Steam-driven wheels no longer chug along steel rails. They’ve been replaced by the footfalls of joggers with strollers and chains of bicycles humming over the stretch of crushed limestone that has now been converted into the non-motorized Frisco Highline Trail.
“It’s a beautiful ride, and it’s a big asset for the community,” Bolivar trail user Laurie Ball said.
The organization behind the trail — Ozark Greenways — will celebrate the 25th anniversary of the corridor this fall, marking the August 1994 date when it received the deed for the inactive rail line with a 9 a.m. Saturday, Oct. 19, ceremony at the Willard trailhead.
Train service to Bolivar ended in 1993 after 109 years of service, according to previous BH-FP coverage, and the trail was built over the course of 11 years.
Ozark Greenways was able to sell materials left by the railroad to make an initial acquisition, connecting 30 miles of corridor, 404 acres, 101 neighbors and 16 historic bridges, according to a news release from the organization.
State and federal dollars were used for the first 11 miles of trail between Willard and Bolivar, the release stated. In the following years, the organization acquired and developed the section from Springfield to Willard and completed the remaining 18 miles of trail from the Greene/Polk County line to Bolivar, the release stated.
“Time flies, and our FHT has matured into a trail we are very proud of, creating connections with folks all over the world and making a few dreams come true along the way,” trail manager John Montgomery said in the release.
A group of mayors from the five towns connected by the trail met in 2005 to commemorate its completion, including former Bolivar mayor, the late Charles Ealy, who was a proponent of the trail, according to previous BH-FP coverage.
"It's going to be an exciting thing," Ealy told the BH-FP in 2005. "This is the second longest Rails to Trails project in Missouri behind the Katy Trail. They have a lot of tourists, and I am expecting that to happen in Bolivar, too."
Mick Mpofu, the city’s MS4 coordinator, said the excitement has continued rolling 25 years later.
“Bolivar is proud to be part of the Frisco Highline,” Mpofu said in an email.
According to the release, fundraising supports the trail, including 2016 improvements to the Willard trailhead and better signage, mile markers, rest stops and educational kiosks throughout.

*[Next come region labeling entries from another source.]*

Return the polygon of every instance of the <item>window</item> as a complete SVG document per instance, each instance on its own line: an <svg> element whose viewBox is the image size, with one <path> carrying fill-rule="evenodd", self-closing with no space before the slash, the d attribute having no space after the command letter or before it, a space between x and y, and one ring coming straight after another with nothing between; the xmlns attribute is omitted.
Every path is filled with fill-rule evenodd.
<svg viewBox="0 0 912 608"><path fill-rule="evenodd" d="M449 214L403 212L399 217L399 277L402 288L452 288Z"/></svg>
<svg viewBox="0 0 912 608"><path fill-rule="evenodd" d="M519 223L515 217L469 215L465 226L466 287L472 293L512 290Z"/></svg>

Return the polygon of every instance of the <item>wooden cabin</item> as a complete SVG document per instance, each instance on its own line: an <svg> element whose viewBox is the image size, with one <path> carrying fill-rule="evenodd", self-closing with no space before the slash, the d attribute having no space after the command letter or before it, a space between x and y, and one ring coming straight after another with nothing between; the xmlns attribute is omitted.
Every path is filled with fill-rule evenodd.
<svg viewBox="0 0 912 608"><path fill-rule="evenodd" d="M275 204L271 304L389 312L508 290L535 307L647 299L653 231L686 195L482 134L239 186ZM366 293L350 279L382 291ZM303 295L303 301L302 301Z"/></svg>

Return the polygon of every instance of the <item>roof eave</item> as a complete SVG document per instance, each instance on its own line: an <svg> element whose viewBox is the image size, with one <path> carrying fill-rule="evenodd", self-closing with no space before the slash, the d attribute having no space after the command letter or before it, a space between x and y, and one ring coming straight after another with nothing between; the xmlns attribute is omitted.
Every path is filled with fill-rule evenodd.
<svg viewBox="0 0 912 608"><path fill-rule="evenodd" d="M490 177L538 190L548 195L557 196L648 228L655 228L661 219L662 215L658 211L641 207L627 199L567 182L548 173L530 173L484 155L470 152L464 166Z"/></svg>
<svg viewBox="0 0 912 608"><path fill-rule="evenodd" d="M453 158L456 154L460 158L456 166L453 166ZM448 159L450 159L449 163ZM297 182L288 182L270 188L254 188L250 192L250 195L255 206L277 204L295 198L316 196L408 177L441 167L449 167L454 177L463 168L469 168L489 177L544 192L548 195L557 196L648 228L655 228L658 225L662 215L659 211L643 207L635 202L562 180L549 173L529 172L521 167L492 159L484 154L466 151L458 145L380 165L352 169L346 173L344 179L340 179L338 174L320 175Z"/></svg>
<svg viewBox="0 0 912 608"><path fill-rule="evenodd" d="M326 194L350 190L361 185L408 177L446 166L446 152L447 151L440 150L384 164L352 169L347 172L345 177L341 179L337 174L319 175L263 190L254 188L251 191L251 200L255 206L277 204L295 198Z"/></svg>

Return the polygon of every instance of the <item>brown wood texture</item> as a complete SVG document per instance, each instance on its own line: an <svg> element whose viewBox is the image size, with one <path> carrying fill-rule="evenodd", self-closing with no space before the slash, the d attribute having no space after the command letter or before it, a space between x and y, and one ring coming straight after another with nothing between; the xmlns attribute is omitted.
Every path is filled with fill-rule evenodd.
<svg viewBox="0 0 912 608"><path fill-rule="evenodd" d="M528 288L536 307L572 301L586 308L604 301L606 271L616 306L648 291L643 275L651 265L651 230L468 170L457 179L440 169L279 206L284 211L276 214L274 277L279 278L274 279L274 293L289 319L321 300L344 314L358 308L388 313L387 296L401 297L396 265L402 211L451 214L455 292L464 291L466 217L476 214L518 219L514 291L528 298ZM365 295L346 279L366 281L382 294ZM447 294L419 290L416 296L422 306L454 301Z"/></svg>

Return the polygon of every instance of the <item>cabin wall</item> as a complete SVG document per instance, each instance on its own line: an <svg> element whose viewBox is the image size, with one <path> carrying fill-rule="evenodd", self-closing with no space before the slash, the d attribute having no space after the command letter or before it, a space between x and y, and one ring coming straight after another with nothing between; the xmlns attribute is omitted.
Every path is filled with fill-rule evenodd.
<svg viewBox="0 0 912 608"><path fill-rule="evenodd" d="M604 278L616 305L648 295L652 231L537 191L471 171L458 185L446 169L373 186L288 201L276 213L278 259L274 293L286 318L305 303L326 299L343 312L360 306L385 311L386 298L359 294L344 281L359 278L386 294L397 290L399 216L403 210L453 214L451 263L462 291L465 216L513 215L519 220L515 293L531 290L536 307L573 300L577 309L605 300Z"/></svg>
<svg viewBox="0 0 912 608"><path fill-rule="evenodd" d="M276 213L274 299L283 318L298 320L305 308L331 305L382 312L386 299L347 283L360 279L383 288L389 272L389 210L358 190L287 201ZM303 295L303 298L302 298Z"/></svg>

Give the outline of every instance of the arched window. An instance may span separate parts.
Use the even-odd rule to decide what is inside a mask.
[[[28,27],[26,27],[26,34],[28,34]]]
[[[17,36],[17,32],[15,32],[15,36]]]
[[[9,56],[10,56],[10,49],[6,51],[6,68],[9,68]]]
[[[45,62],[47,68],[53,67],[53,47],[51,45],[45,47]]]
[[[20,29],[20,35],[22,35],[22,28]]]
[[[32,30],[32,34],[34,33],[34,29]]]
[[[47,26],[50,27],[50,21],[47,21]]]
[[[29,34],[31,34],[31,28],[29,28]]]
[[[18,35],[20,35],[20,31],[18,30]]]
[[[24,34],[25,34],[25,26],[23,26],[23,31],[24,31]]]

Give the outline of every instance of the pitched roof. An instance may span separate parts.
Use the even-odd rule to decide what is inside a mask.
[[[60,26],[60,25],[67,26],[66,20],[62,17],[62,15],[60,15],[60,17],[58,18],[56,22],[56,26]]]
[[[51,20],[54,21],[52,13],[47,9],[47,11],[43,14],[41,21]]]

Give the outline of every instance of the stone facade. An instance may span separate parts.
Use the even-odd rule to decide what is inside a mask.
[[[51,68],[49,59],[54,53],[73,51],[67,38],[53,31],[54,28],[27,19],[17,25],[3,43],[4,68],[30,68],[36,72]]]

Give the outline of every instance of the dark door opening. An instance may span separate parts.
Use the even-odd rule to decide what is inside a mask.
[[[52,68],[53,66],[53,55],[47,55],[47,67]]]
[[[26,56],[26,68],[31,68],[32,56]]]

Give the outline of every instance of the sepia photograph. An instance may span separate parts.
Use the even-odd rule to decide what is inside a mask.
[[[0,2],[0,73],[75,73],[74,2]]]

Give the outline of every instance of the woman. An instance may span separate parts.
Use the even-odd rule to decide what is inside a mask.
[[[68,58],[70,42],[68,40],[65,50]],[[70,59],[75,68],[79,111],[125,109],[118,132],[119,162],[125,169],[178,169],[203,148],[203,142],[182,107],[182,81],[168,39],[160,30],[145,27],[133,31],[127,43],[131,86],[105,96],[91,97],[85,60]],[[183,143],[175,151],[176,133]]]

“The trail continues to enhance the economic vitality of these communities, along with providing regional connectivity and recreation for the area,” the release stated.
Ball said she’s seen it firsthand, passing other trail users on several of the routes she has drawn out between its connected waypoints.
“It brings people here,” she said. “People just enjoy being on it. That is one huge draw to Bolivar.”
Ozark Greenways will host a trail workday in Polk County next month, focusing on cleaning up litter, removing deadfall from the trail and cutting low hanging branches. Volunteers should meet at 8 a.m. Saturday, Nov. 2, at the trailhead at 800 E. Jackson St., Montgomery previously told the BH-FP.